Music
White Lies: 'To Lose My Life'
Released on Monday, Jan 19 2009
Published Saturday, Jan 10 2009, 13:50 GMT | By Alex Fletcher | 4 comments

Previously working under the name Fear Of Flying and making perfectly pleasant but run-of-the-mill indie-dance, the trio changed tact and name in 2007 after writing a swathe of blacker material. White Lies describe their songs as "dark horoscopes", a fairly apt description of these mortality-obsessed post-punk hymns. Opener 'Death' kicks off optimistically enough with rumbling New Order-esque bass and frontman Harry McVeigh recalling,"I remember the feeling when we went up, watching the world so small below". However, it's not long before the group's fascination with the grim reaper rears its head, with McVeigh talking about his "grave" and asking, "When I hit the ground, will the earth beneath my body shake?"
Their combination of morbid fantasies, baritone vocals and gothic guitar work has seen the band compared with the likes of Echo And The Bunnymen, The Cure and Joy Division - sometimes unfavourably. Much like Editors and Interpol before them, hard-nosed cynics have accused White Lies of trading in Ian Curtis-lite. Tracks such as 'A Place To Hide', which finds McVeigh hollering clichés about "tears in my eye" and "doubt in my mind", and the soaring 'Nothing To Give', which is worryingly close to the pompous melodrama of Midge Ure's Ultravox, only add weight to such arguments.
Thankfully, these misdemeanours are short and rare.
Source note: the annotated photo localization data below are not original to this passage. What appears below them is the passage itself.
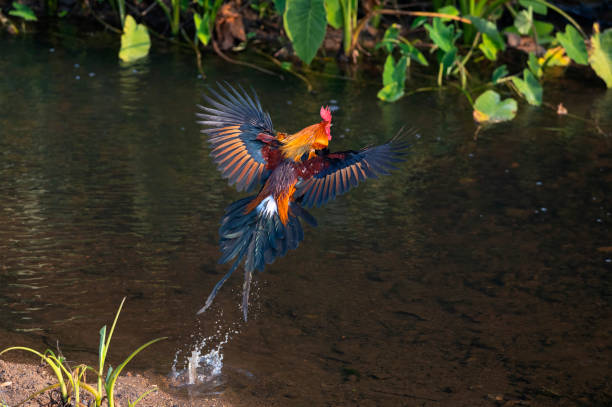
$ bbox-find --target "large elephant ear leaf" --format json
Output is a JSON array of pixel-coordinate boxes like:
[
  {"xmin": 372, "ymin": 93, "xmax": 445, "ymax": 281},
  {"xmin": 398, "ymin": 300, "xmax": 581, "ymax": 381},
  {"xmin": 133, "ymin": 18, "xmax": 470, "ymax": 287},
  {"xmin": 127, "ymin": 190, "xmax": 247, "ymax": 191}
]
[
  {"xmin": 473, "ymin": 90, "xmax": 517, "ymax": 124},
  {"xmin": 556, "ymin": 25, "xmax": 588, "ymax": 65},
  {"xmin": 119, "ymin": 15, "xmax": 151, "ymax": 62},
  {"xmin": 589, "ymin": 24, "xmax": 612, "ymax": 88},
  {"xmin": 283, "ymin": 0, "xmax": 327, "ymax": 65}
]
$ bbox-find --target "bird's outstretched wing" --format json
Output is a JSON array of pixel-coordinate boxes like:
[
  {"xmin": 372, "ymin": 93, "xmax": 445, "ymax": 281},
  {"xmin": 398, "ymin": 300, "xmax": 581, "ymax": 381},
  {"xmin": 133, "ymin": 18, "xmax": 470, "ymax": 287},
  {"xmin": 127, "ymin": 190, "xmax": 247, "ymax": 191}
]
[
  {"xmin": 295, "ymin": 131, "xmax": 412, "ymax": 207},
  {"xmin": 197, "ymin": 83, "xmax": 277, "ymax": 192}
]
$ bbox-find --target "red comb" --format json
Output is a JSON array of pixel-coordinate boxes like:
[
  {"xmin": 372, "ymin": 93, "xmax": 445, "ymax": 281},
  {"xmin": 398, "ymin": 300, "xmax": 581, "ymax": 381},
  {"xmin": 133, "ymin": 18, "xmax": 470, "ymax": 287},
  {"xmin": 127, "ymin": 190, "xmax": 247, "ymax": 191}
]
[{"xmin": 320, "ymin": 106, "xmax": 332, "ymax": 122}]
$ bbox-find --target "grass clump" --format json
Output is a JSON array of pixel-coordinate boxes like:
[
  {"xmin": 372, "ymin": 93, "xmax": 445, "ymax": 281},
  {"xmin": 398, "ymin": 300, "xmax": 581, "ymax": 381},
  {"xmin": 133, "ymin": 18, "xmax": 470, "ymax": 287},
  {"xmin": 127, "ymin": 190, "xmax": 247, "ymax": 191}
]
[{"xmin": 0, "ymin": 298, "xmax": 166, "ymax": 407}]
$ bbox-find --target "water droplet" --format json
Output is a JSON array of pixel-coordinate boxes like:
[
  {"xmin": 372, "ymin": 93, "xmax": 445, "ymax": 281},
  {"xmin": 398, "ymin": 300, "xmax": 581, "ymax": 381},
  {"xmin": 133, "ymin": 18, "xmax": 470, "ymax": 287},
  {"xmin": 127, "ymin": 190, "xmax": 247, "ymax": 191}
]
[
  {"xmin": 132, "ymin": 68, "xmax": 138, "ymax": 73},
  {"xmin": 345, "ymin": 128, "xmax": 350, "ymax": 132},
  {"xmin": 536, "ymin": 181, "xmax": 542, "ymax": 186},
  {"xmin": 436, "ymin": 137, "xmax": 441, "ymax": 141},
  {"xmin": 287, "ymin": 100, "xmax": 292, "ymax": 105},
  {"xmin": 180, "ymin": 127, "xmax": 185, "ymax": 131},
  {"xmin": 329, "ymin": 99, "xmax": 337, "ymax": 104},
  {"xmin": 468, "ymin": 153, "xmax": 474, "ymax": 158},
  {"xmin": 88, "ymin": 72, "xmax": 95, "ymax": 77},
  {"xmin": 592, "ymin": 197, "xmax": 597, "ymax": 201},
  {"xmin": 534, "ymin": 209, "xmax": 539, "ymax": 214},
  {"xmin": 329, "ymin": 105, "xmax": 340, "ymax": 112},
  {"xmin": 49, "ymin": 48, "xmax": 55, "ymax": 52},
  {"xmin": 415, "ymin": 134, "xmax": 421, "ymax": 139},
  {"xmin": 75, "ymin": 75, "xmax": 80, "ymax": 80},
  {"xmin": 605, "ymin": 258, "xmax": 611, "ymax": 263},
  {"xmin": 541, "ymin": 207, "xmax": 547, "ymax": 212},
  {"xmin": 596, "ymin": 218, "xmax": 602, "ymax": 223},
  {"xmin": 197, "ymin": 74, "xmax": 202, "ymax": 79},
  {"xmin": 74, "ymin": 63, "xmax": 80, "ymax": 68}
]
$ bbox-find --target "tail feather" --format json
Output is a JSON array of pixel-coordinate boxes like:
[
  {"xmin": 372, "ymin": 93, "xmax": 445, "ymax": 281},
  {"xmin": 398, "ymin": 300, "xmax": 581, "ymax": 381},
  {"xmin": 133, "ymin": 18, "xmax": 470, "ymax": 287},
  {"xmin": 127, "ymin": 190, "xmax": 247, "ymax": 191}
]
[{"xmin": 199, "ymin": 195, "xmax": 316, "ymax": 321}]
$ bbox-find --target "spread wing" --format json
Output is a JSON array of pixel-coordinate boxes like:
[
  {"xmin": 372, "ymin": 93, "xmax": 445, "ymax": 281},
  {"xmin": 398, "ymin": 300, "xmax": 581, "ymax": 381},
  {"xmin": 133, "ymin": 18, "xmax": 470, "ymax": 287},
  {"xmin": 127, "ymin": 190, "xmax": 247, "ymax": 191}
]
[
  {"xmin": 295, "ymin": 132, "xmax": 411, "ymax": 208},
  {"xmin": 197, "ymin": 82, "xmax": 277, "ymax": 192}
]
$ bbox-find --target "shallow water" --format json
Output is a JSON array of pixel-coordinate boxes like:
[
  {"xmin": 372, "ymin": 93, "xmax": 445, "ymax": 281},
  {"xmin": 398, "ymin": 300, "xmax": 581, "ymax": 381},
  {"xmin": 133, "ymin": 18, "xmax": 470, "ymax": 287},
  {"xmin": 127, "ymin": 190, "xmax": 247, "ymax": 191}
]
[{"xmin": 1, "ymin": 27, "xmax": 611, "ymax": 406}]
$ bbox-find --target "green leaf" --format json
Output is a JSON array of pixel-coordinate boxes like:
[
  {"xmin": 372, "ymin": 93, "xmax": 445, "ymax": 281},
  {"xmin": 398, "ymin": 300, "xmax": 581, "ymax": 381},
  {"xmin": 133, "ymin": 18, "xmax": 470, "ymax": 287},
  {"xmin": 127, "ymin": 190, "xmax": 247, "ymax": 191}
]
[
  {"xmin": 519, "ymin": 0, "xmax": 547, "ymax": 15},
  {"xmin": 534, "ymin": 20, "xmax": 554, "ymax": 37},
  {"xmin": 468, "ymin": 16, "xmax": 505, "ymax": 51},
  {"xmin": 512, "ymin": 68, "xmax": 542, "ymax": 105},
  {"xmin": 425, "ymin": 18, "xmax": 458, "ymax": 53},
  {"xmin": 440, "ymin": 46, "xmax": 457, "ymax": 74},
  {"xmin": 479, "ymin": 34, "xmax": 499, "ymax": 61},
  {"xmin": 119, "ymin": 15, "xmax": 151, "ymax": 62},
  {"xmin": 527, "ymin": 52, "xmax": 542, "ymax": 78},
  {"xmin": 324, "ymin": 0, "xmax": 342, "ymax": 29},
  {"xmin": 194, "ymin": 13, "xmax": 213, "ymax": 46},
  {"xmin": 378, "ymin": 82, "xmax": 404, "ymax": 102},
  {"xmin": 492, "ymin": 64, "xmax": 509, "ymax": 84},
  {"xmin": 473, "ymin": 90, "xmax": 517, "ymax": 124},
  {"xmin": 9, "ymin": 2, "xmax": 37, "ymax": 21},
  {"xmin": 274, "ymin": 0, "xmax": 285, "ymax": 14},
  {"xmin": 378, "ymin": 54, "xmax": 407, "ymax": 102},
  {"xmin": 514, "ymin": 7, "xmax": 533, "ymax": 35},
  {"xmin": 589, "ymin": 26, "xmax": 612, "ymax": 88},
  {"xmin": 399, "ymin": 41, "xmax": 428, "ymax": 66},
  {"xmin": 556, "ymin": 24, "xmax": 588, "ymax": 65},
  {"xmin": 377, "ymin": 23, "xmax": 400, "ymax": 53},
  {"xmin": 410, "ymin": 16, "xmax": 427, "ymax": 29},
  {"xmin": 436, "ymin": 5, "xmax": 459, "ymax": 21},
  {"xmin": 283, "ymin": 0, "xmax": 327, "ymax": 65}
]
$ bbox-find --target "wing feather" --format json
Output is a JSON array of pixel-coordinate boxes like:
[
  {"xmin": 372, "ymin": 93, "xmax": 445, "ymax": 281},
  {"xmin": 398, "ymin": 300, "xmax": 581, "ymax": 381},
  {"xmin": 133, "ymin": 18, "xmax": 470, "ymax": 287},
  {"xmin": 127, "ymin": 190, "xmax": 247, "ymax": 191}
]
[
  {"xmin": 197, "ymin": 83, "xmax": 277, "ymax": 192},
  {"xmin": 295, "ymin": 131, "xmax": 413, "ymax": 208}
]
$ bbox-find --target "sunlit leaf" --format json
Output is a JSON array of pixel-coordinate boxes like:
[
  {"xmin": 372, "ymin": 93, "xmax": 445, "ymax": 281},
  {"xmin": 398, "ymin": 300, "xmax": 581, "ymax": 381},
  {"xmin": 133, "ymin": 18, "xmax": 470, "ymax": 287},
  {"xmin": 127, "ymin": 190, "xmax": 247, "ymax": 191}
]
[
  {"xmin": 514, "ymin": 7, "xmax": 533, "ymax": 35},
  {"xmin": 283, "ymin": 0, "xmax": 326, "ymax": 64},
  {"xmin": 473, "ymin": 90, "xmax": 517, "ymax": 124},
  {"xmin": 589, "ymin": 24, "xmax": 612, "ymax": 88},
  {"xmin": 425, "ymin": 18, "xmax": 458, "ymax": 53},
  {"xmin": 519, "ymin": 0, "xmax": 547, "ymax": 15},
  {"xmin": 119, "ymin": 15, "xmax": 151, "ymax": 62},
  {"xmin": 538, "ymin": 46, "xmax": 570, "ymax": 67},
  {"xmin": 512, "ymin": 68, "xmax": 542, "ymax": 105},
  {"xmin": 492, "ymin": 64, "xmax": 509, "ymax": 84},
  {"xmin": 399, "ymin": 41, "xmax": 428, "ymax": 66},
  {"xmin": 194, "ymin": 13, "xmax": 213, "ymax": 46},
  {"xmin": 324, "ymin": 0, "xmax": 342, "ymax": 29},
  {"xmin": 9, "ymin": 2, "xmax": 37, "ymax": 21},
  {"xmin": 556, "ymin": 24, "xmax": 588, "ymax": 65},
  {"xmin": 468, "ymin": 16, "xmax": 505, "ymax": 51},
  {"xmin": 479, "ymin": 34, "xmax": 498, "ymax": 61}
]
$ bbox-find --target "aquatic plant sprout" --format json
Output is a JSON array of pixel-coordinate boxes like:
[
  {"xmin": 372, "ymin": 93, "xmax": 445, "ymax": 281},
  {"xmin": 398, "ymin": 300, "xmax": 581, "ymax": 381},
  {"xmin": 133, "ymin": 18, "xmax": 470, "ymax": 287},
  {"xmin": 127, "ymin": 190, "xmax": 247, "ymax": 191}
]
[{"xmin": 0, "ymin": 298, "xmax": 165, "ymax": 407}]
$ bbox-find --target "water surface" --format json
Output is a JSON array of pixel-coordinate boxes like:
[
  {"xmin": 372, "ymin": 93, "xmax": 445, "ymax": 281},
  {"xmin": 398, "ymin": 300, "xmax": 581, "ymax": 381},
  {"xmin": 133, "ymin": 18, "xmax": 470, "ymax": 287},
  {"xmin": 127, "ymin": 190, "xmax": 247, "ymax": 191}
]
[{"xmin": 0, "ymin": 28, "xmax": 611, "ymax": 406}]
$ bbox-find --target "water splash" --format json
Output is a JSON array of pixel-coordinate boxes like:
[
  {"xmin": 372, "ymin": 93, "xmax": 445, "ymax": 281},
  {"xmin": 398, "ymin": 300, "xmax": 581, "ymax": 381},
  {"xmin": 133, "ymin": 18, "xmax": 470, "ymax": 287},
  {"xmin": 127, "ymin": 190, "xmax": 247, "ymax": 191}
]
[{"xmin": 170, "ymin": 317, "xmax": 239, "ymax": 391}]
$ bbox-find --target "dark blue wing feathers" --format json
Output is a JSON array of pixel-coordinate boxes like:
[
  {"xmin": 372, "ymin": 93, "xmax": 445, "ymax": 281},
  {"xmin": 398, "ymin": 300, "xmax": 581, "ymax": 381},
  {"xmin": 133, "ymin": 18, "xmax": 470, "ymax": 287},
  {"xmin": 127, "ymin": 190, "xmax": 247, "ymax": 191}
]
[{"xmin": 296, "ymin": 133, "xmax": 411, "ymax": 208}]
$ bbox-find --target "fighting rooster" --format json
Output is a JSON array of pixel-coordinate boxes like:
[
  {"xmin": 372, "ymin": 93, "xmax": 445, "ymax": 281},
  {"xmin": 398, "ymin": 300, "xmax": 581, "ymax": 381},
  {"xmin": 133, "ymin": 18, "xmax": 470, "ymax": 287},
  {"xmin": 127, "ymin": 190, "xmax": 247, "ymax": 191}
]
[{"xmin": 196, "ymin": 83, "xmax": 410, "ymax": 321}]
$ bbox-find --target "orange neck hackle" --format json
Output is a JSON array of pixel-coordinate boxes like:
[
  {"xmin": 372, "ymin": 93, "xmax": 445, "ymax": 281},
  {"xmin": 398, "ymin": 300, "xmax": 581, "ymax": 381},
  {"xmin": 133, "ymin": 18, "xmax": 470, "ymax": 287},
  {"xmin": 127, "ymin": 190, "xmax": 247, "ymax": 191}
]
[{"xmin": 280, "ymin": 106, "xmax": 332, "ymax": 162}]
Snipes that the band are a label exec's version of Joy Division, or perhaps another Bravery, are plain lazy. Killers producer Max Dingel brings an LA gloss to proceedings, and much like Glasvegas, another Dingel-produced group, White Lies mask their doom-mongering with melody and musical euphoria. When it all fits together on the sinister romance of 'To Lose My Life' and thundering grand finale 'The Price Of Love', they're a thrilling proposition. The deficiencies and darkness of this record don't quite support expectations that White Lies will break the mainstream in 2009, but its occasional brushes with brilliance are enough to justify the hype.